The Google App Engine memcache documentation states that the time parameter of memcache.set() is an "Optional expiration time, either relative number of seconds from current time (up to 1 month), or an absolute Unix epoch time."

So I tried to set a value for 30 days, which according to Google is 2 592 000 seconds.

However, I highly suspect that this value is too high, because the value was set (memcache.set() returned the value True), but a memcache.get() just after always returned None. Reducing this value to 1 728 000 seconds just worked fine/as expected.

I guess that once passed the highest value, the time parameter gets interpreted as an absolute Unix epoch time. That would mean that 2 592 000 seconds got interpreted as "Sat, 31 Jan 1970 00:00:00 GMT", which is obviously a date in the past...

So what is the highest value you can enter that will get interpreted as a number of seconds in the future?
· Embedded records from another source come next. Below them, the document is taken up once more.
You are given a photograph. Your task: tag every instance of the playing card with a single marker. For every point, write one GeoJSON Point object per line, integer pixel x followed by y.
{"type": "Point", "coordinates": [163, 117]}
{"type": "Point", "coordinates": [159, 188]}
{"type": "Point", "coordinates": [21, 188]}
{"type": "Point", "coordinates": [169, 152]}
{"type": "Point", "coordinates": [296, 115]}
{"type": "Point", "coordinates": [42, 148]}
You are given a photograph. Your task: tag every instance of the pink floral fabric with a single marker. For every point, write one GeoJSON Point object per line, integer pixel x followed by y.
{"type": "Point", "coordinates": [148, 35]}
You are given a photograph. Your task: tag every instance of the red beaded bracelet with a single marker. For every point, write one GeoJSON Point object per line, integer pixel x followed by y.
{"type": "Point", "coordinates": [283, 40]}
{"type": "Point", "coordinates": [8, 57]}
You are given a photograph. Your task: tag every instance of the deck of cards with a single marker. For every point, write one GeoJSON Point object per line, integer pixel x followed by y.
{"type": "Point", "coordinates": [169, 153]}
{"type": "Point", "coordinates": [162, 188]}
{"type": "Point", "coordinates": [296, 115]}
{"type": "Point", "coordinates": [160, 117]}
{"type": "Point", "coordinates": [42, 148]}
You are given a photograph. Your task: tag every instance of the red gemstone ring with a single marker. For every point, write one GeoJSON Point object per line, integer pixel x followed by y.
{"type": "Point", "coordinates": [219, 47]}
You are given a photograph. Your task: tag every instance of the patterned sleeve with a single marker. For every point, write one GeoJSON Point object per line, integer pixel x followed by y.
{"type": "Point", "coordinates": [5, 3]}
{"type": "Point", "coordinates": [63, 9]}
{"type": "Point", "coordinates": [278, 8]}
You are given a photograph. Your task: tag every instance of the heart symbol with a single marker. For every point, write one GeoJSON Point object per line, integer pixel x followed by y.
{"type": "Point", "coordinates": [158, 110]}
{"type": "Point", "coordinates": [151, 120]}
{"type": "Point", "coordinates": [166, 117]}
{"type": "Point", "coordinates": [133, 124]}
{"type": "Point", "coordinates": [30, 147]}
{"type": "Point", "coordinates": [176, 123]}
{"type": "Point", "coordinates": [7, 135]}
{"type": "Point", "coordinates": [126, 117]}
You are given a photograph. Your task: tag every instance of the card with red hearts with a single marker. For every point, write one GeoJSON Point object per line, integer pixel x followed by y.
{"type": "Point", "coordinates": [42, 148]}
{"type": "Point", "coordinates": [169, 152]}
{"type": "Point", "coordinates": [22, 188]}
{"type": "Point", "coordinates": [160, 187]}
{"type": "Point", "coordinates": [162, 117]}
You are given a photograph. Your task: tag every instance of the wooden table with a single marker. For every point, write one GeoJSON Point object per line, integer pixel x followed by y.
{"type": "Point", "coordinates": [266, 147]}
Edit: On the local dev server, 2 592 000 second worked OK, but not on the production servers. I suppose both servers have a different interpretation of the values.

+1  A: 

Your linked Google documentation is oddly imprecise; the actual memcached documentation is more specific, saying the number may not exceed 2,592,000 (30 days of seconds). So in theory, that should have worked, barring implementation issues. (That statement is echoed in the PHP documentation for its memcache stuff.) So according to the memcached docs, your first value should have worked.

I don't suppose 2,591,999 works? The Google doc does say "up to one month", which if you assume 30 days in a month (not a valid assumption) would be up to 2,592,000 (e.g., but not including). That's at odds with the memcached docs, but perhaps there's an implementation difference or something.

T.J. Crowder
Perhaps the downvoter would like to provide some constructive feedback. The question was, effectively, what's the highest non-Epoch time I can provide. The answer, implementation issues aside, is clear from the memcached docs, so I answered with that and linked the docs.